We’ve signed our Agreement… What is Next? I
I. We’ve signed our Agreement… What is Next?
If you are reading this, congratulations — the heavy lifting of mediating a settlement is behind you, and what comes next is straightforward (if bureaucratic and administratively tedious).
A fully executed, notarized Agreement: The golden ticket to an uncontested divorce.
Once spouses have signed and notarized their formal agreement — either a Marital Settlement Agreement or Property Settlement Agreement in New Jersey, or a Separation Agreement or Stipulation of Settlement in New York — we file pleadings to legalize the divorce.
Once spouses have a signed agreement, they can proceed with an uncontested divorce, which is permissible only when an agreement exists between the parties. In contrast, a contested divorce requires litigation — the fundamental misadventure that a mediated divorce circumvents.
In an uncontested divorce, also known as a no-fault divorce, the grounds generally used are irreconcilable differences for six months or longer (NJ) or an irretrievable breakdown of the marriage for six months or longer (NY).
Preparing the Pleadings
Although an Agreement is in place, the divorce is not yet final. Nor can the Agreement alone be submitted to the court. The Agreement must be submitted with various other documents known as pleadings. The pleadings are the legal documents required by the court to process a divorce. The pleadings contain forms requesting the court’s intervention, asking that the court review and formalize the divorce and grant the relief the parties have requested. Pleadings include, but are not limited to, such forms as the Complaint for Divorce, Acknowledgement of Service, Certification of Non-Military Service, and Certifications confirming insurance information and other personal data. The pleadings inform the court of what is happening (a divorce), to whom it is happening (the parties, their children), and what the court is supposed to do about it all.

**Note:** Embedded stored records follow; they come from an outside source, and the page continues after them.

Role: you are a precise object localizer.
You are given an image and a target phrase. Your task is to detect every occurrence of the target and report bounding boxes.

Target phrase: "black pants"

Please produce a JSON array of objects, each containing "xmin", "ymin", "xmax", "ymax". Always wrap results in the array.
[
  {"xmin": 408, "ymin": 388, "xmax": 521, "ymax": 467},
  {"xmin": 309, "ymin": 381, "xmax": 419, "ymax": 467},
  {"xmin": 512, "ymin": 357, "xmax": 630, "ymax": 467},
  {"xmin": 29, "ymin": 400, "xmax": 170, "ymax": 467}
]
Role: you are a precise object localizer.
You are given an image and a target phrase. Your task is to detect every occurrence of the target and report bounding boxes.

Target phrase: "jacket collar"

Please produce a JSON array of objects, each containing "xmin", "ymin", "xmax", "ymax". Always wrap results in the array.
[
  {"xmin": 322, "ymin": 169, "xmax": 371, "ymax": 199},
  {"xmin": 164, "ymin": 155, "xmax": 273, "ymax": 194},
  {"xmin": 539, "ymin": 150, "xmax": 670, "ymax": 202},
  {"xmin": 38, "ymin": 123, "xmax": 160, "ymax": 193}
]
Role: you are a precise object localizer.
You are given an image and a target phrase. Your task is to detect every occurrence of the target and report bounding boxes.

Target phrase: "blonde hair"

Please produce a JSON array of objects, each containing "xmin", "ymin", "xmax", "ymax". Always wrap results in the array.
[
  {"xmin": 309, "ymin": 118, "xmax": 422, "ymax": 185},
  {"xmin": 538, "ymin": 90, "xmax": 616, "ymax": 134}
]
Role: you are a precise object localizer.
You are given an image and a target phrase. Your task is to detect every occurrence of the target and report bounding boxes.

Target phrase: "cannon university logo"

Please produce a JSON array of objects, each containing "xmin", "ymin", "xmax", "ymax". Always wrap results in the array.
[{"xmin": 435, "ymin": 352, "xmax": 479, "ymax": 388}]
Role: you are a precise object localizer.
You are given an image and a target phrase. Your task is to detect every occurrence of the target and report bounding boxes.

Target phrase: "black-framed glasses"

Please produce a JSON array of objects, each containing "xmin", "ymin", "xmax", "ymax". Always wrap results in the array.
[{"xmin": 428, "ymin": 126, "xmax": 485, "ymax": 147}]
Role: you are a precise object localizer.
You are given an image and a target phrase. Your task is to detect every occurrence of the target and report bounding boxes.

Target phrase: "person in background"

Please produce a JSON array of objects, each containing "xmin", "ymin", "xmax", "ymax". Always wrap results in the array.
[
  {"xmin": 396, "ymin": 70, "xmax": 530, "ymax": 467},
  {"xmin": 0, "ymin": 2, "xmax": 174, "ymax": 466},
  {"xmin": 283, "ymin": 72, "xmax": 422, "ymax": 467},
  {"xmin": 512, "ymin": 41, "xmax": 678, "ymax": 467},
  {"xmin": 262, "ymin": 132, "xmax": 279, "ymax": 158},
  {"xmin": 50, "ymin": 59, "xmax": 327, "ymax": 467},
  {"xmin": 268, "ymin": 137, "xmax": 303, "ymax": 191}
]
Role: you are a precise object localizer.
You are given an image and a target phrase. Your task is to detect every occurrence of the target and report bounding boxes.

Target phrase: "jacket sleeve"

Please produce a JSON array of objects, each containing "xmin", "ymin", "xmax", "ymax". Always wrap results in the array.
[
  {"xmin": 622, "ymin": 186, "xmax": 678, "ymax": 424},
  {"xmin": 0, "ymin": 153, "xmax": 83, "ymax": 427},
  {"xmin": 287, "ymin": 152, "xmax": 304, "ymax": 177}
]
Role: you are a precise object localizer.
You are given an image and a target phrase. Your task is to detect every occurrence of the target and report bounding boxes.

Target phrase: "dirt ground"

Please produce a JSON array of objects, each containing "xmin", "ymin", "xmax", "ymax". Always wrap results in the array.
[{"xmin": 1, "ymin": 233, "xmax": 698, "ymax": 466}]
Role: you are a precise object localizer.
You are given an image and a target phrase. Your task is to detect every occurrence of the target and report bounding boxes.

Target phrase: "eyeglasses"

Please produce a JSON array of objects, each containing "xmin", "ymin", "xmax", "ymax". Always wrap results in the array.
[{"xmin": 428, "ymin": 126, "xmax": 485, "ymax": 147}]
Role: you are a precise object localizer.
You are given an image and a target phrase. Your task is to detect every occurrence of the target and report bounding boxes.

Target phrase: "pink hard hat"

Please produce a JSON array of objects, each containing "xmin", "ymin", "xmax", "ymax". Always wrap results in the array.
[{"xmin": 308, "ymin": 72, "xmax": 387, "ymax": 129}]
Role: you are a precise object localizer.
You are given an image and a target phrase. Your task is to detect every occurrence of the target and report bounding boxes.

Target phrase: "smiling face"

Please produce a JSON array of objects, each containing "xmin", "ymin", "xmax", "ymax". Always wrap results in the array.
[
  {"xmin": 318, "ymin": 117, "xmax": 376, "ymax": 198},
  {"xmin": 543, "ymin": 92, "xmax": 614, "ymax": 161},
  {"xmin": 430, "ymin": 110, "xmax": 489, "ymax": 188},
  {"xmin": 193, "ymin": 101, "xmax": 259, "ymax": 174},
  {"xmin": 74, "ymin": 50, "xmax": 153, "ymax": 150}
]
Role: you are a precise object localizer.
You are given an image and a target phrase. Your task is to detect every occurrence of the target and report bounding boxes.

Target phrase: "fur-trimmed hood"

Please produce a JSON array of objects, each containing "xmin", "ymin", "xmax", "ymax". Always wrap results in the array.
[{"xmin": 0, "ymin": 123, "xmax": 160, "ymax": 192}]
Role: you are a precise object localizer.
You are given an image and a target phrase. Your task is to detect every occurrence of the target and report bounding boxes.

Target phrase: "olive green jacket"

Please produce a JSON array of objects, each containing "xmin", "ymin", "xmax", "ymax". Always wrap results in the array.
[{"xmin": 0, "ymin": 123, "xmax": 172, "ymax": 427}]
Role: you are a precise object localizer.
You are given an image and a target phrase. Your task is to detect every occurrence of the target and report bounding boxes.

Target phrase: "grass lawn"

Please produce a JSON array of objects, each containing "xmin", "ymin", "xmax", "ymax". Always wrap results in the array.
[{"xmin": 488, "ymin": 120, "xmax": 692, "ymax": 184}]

The pleadings and the procedure they require ensure that the rights of the parties are protected, particularly that each party is properly informed of the legal proceedings and has the opportunity to consent or object. The pleadings distill the matter into a particular format that the court can easily recognize and process. In the same way, doctors must submit prescriptions in a particular, standardized format, so must lawyers submit pleadings. The standardization assists the court in reviewing the submissions in a manner somewhat more like grading results of a standardized, fill-in-the-bubble test than evaluating an essay exam.
In order to prepare the pleading, the parties are required to provide some additional information and, in New Jersey, fill out a couple of forms directly. The majority of the documents are prepared by the attorney filing the uncontested divorce.